Che cosa significa la doppia terapia antiaggregante (DTAP)
La DTAP consiste nell'assunzione di due farmaci, di solito aspirina e clopidogrel, che aiutano a prevenire la formazione di coaguli di sangue nelle arterie. Questo è particolarmente importante dopo l'impianto di uno stent medicato, un piccolo dispositivo metallico rivestito da un farmaco che aiuta a mantenere aperta l'arteria coronaria.
Perché si usa la DTAP dopo uno stent medicato
Quando un'arteria del cuore viene allargata con una procedura chiamata angioplastica, può succedere che si richiuda di nuovo, un fenomeno chiamato restenosi. Lo stent medicato riduce questo rischio rilasciando lentamente un farmaco che impedisce alle cellule di crescere troppo e ostruire l'arteria.

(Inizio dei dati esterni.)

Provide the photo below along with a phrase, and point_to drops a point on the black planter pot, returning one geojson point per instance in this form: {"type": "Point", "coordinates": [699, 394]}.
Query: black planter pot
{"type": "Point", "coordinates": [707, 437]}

Tuttavia, c'è un rischio di trombosi tardiva dello stent, cioè la formazione di coaguli nel punto dove è stato posizionato lo stent, che può essere pericolosa. La DTAP aiuta a prevenire questo problema.
Durata della terapia: cosa dice lo studio EXCELLENT
- Lo studio EXCELLENT ha confrontato due gruppi di pazienti: uno ha ricevuto la DTAP per 6 mesi, l'altro per 12 mesi dopo l'impianto dello stent medicato.
- Entrambi i gruppi sono stati seguiti per almeno due anni.
- I risultati hanno mostrato che la terapia di 6 mesi è risultata non inferiore a quella di 12 mesi per quanto riguarda la prevenzione di eventi gravi come morte cardiaca, infarto o necessità di nuovi interventi.
- Il rischio di eventi avversi maggiori, come ictus, trombosi dello stent o sanguinamenti importanti, era simile in entrambi i gruppi.
Implicazioni pratiche
Questi risultati possono essere rassicuranti per i medici e i pazienti, soprattutto quando è necessario interrompere la terapia con clopidogrel prima dei 12 mesi per altre ragioni. Tuttavia, è importante ricordare che lo studio non ha potuto dimostrare con certezza che 6 mesi siano sempre sufficienti in tutti i casi.
In conclusione
La doppia terapia antiaggregante per 6 mesi dopo l'impianto di uno stent medicato sembra offrire una protezione simile a quella di 12 mesi contro eventi cardiaci gravi e complicazioni. Questo può aiutare a personalizzare la durata della terapia in base alle esigenze del paziente, sempre sotto controllo medico.